A glimmer of hope on immigration
By Derrick Z. Jackson | May 17, 2006 | The Boston GlobePRESIDENT BUSH slipped just enough humanity into his national immigration address to show this is one issue he sees with complexity. After saying he will send the National Guard to the borders and build new fences and walls, he acknowledged that millions of people are here to stay and millions are still going to try to come here to stay.
In calling for a temporary worker program, he talked about people who ”walk across miles of desert in the summer heat or hide in the back of 18-wheelers to reach our country.” He said ”America is a more hopeful country” because of the work and sacrifice of immigrant parents. He repeated the story of Guadalupe Denogean. Denogean rose from being a crop-picking son of a Mexican migrant guest-worker family and from being a high-school dropout to a 26-year career as a US soldier without American citizenship.
His career ended with serious injuries in Iraq. Moved by his story, the president and Laura Bush went to the hospital to witness his oath of citizenship. ”Our new immigrants are just what they’ve always been,” Bush said, ”people willing to risk everything for the dream of freedom.”
If Bush wants to push the human side of immigration more properly, he can add some things the next time.

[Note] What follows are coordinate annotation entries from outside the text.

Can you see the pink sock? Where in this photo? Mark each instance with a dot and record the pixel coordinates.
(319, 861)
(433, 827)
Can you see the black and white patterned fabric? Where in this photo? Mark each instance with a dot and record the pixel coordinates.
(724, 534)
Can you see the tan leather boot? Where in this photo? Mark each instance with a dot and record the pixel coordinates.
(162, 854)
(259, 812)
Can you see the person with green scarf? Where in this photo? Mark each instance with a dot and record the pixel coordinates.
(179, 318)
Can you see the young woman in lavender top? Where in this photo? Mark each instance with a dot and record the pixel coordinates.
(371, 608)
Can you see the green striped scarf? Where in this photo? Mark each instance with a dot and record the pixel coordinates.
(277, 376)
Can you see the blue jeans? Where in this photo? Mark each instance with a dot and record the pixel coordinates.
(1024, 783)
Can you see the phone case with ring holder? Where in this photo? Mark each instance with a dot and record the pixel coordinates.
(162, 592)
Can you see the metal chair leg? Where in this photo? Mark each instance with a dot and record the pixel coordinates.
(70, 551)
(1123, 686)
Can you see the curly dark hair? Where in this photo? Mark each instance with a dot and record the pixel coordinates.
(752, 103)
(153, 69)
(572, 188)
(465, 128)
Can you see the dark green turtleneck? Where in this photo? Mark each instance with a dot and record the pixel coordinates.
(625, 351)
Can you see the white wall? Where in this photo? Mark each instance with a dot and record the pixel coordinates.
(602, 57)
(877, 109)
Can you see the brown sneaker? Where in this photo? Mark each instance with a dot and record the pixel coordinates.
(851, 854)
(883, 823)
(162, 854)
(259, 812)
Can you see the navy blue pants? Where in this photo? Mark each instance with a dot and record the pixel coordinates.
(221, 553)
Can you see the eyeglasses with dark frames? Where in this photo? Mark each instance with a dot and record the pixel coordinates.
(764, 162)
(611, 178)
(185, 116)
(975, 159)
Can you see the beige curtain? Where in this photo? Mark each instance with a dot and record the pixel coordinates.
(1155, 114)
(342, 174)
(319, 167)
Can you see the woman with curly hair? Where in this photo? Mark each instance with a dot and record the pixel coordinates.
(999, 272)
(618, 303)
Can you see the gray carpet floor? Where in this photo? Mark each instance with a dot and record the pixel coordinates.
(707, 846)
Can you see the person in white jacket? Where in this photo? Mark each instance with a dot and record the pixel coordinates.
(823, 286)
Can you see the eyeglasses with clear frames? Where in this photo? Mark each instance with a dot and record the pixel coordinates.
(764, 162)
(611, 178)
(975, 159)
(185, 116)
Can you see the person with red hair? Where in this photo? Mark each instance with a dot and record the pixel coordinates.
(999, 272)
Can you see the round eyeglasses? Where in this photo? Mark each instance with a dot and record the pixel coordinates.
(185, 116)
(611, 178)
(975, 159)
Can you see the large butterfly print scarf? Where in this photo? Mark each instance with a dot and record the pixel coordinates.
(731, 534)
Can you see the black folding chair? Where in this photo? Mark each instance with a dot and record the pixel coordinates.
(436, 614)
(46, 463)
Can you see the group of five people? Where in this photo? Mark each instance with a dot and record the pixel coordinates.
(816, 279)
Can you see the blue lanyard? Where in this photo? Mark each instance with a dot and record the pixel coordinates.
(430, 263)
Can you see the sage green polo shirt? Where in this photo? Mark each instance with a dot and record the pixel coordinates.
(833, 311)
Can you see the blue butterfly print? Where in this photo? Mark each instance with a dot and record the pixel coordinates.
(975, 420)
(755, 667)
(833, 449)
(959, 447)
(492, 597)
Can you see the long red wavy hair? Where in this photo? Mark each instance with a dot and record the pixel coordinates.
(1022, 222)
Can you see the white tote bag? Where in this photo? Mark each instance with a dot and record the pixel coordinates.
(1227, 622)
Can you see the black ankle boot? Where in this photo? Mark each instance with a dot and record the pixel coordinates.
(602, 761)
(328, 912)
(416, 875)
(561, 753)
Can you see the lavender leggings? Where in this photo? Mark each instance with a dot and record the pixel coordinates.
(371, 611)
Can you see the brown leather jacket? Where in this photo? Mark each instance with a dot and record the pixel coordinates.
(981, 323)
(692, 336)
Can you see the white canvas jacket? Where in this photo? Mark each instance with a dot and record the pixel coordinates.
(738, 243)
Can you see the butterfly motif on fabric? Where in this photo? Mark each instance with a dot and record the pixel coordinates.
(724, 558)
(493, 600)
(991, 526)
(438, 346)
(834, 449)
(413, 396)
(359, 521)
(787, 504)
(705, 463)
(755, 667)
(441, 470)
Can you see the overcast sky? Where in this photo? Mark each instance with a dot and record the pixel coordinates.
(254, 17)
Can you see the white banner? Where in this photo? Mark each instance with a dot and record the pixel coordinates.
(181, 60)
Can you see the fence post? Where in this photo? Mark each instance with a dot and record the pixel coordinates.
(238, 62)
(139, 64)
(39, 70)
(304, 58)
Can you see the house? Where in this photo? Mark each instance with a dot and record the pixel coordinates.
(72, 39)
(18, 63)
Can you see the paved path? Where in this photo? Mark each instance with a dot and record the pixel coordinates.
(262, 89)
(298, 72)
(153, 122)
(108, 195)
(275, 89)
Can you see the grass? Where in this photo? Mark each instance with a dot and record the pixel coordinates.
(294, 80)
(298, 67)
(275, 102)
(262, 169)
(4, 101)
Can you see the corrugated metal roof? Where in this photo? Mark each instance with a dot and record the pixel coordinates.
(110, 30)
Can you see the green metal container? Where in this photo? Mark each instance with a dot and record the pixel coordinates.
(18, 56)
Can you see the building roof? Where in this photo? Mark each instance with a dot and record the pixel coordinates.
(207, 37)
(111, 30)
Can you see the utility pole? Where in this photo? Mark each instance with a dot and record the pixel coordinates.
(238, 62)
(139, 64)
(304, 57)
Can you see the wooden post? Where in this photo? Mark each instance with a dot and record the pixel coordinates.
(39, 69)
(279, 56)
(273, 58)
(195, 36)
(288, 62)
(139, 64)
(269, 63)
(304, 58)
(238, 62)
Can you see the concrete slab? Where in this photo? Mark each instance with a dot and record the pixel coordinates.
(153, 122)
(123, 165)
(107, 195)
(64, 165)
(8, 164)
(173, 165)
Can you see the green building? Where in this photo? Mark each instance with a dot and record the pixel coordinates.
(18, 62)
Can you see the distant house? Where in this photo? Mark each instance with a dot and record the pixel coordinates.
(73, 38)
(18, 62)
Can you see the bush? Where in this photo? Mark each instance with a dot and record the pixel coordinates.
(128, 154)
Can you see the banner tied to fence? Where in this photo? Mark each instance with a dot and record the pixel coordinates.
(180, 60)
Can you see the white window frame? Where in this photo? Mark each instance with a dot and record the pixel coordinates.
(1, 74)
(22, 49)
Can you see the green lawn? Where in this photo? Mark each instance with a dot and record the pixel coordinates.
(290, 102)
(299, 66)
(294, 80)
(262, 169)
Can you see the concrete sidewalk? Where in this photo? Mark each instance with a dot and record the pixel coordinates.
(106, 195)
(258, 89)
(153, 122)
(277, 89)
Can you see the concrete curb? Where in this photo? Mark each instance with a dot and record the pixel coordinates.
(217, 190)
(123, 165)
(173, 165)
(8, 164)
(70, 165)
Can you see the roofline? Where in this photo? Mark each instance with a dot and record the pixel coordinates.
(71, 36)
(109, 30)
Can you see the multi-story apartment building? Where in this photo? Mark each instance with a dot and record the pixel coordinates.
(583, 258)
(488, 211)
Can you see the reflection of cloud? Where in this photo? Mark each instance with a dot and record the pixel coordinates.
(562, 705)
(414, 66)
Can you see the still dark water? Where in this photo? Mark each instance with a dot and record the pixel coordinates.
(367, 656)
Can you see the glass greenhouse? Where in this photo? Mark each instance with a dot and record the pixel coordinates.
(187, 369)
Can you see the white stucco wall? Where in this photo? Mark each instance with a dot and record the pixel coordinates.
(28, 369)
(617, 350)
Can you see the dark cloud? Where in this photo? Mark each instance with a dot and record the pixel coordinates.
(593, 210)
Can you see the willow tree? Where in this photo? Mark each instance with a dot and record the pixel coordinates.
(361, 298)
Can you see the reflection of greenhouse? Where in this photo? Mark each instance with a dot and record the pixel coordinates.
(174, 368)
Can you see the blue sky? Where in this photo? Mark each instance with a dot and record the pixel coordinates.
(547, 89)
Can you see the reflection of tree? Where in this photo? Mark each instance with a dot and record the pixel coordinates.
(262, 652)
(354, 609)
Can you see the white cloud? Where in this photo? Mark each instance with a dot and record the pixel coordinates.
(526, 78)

In the address, he harped on the real or perceived negatives of illegal immigration. ”Illegal immigration puts pressure on public schools and hospitals,” Bush said. ”It strains state and local budgets and brings crime to our communities.” He said nothing about benefits.
Bush left the evidence underneath his own Oval Office desk. He could have used his own 2005 Economic Report of the President. That report found that 58 percent of America’s total employment growth of 11 million workers between 1996 and 2003 came from the ranks of the foreign born. Immigrants accounted for 84 percent of employment growth from 1996 to 2003 in Indiana, Illinois, Michigan, Ohio, and Wisconsin.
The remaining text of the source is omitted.